Adjuvant chemotherapy is not a standard treatment and is beneficial solely in cases in which the tumor has been ruptured during surgery [9], or when invasion to adjacent structures is evident. Another point in favor of adjuvant treatment is evidence that primary retroperitoneal mucinous cystadenocarcinomas and ovarian mucinous tumor have similar mechanisms in their histogenesis; this was reported by Tenti et al. [11], who had found K-ras oncogene mutation at codon 12 and demonstrated immunoreactivity for intestinal cell markers. In one of our cases, in which the tumor was completely excised without rupture but with capsular invasion, chemotherapy was given with no benefit because the patient experienced recurrence a few months after completion of adjuvancy. We also had the remaining case with no complementary treatment; the patient is at present disease-free. Thus, the questions remain: In which patients may recurrence occur? Which cases must have addition of cytotoxic chemotherapy? Or shall we just have close follow-up of these patients, as proposed by some authors [4, 12]?

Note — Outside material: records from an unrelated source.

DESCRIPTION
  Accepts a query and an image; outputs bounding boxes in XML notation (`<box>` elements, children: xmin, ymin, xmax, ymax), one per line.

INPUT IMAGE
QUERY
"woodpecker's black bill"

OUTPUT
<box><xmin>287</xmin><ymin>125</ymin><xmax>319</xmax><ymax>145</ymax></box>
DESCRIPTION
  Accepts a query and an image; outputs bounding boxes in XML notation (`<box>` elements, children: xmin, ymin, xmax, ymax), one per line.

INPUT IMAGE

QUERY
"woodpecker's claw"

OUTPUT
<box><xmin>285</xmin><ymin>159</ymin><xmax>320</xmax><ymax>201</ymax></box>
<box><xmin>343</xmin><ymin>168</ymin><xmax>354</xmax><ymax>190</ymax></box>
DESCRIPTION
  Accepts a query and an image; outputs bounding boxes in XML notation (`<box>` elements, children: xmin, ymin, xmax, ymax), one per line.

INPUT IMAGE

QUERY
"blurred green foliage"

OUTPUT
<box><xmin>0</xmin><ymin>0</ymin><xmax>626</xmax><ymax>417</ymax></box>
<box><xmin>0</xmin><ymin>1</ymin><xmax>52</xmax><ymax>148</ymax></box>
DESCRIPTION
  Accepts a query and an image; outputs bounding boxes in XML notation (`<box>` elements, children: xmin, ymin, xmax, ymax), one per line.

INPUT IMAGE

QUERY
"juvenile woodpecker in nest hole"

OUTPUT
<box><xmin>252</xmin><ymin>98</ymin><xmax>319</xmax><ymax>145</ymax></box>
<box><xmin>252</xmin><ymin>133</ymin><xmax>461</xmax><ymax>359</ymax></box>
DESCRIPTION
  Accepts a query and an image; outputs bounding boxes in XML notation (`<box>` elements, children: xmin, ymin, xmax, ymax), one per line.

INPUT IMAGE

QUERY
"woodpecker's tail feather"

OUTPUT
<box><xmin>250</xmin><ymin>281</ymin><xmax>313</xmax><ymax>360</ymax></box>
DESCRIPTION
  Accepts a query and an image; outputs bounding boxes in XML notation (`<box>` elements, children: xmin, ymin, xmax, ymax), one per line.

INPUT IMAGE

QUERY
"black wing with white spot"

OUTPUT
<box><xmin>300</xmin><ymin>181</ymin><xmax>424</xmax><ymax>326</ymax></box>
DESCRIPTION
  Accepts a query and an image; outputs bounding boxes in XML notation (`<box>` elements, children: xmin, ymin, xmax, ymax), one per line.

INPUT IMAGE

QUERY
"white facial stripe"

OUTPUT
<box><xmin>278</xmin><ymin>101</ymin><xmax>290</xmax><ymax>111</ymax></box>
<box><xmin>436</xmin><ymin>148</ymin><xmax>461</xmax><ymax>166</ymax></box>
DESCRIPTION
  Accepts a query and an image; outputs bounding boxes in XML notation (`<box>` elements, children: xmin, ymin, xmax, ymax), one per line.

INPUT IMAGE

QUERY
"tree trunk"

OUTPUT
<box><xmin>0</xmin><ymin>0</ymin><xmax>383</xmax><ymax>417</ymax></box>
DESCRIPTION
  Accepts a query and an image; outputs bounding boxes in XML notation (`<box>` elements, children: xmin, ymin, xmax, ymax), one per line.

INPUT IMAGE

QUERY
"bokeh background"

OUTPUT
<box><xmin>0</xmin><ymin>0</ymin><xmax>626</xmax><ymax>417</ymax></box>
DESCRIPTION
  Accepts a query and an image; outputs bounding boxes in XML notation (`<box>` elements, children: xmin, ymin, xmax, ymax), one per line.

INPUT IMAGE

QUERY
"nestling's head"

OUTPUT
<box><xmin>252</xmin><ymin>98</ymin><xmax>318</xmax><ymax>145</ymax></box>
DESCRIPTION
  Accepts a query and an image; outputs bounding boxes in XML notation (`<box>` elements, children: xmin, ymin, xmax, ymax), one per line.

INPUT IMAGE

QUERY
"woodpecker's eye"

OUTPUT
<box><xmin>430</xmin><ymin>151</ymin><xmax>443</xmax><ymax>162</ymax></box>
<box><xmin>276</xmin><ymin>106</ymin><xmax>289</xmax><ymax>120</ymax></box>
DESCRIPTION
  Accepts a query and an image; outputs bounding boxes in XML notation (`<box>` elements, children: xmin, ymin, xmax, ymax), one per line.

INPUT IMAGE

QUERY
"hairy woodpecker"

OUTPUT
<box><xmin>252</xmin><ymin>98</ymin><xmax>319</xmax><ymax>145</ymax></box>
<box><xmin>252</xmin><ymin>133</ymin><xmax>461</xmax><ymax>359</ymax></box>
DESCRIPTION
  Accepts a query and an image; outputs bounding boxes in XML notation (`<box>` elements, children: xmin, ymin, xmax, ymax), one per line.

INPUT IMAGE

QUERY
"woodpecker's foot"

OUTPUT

The answers of these questions must wait for the moment until we can determine whether the patient is at risk for recurrence or not, and further study is needed to establish optimal-treatment protocols on these rare neoplasms. We are in favor of aggressive adjuvant chemotherapy with hysterectomy and bilateral oophorectomy only when macroscopic involvement of these structures is found during the procedure.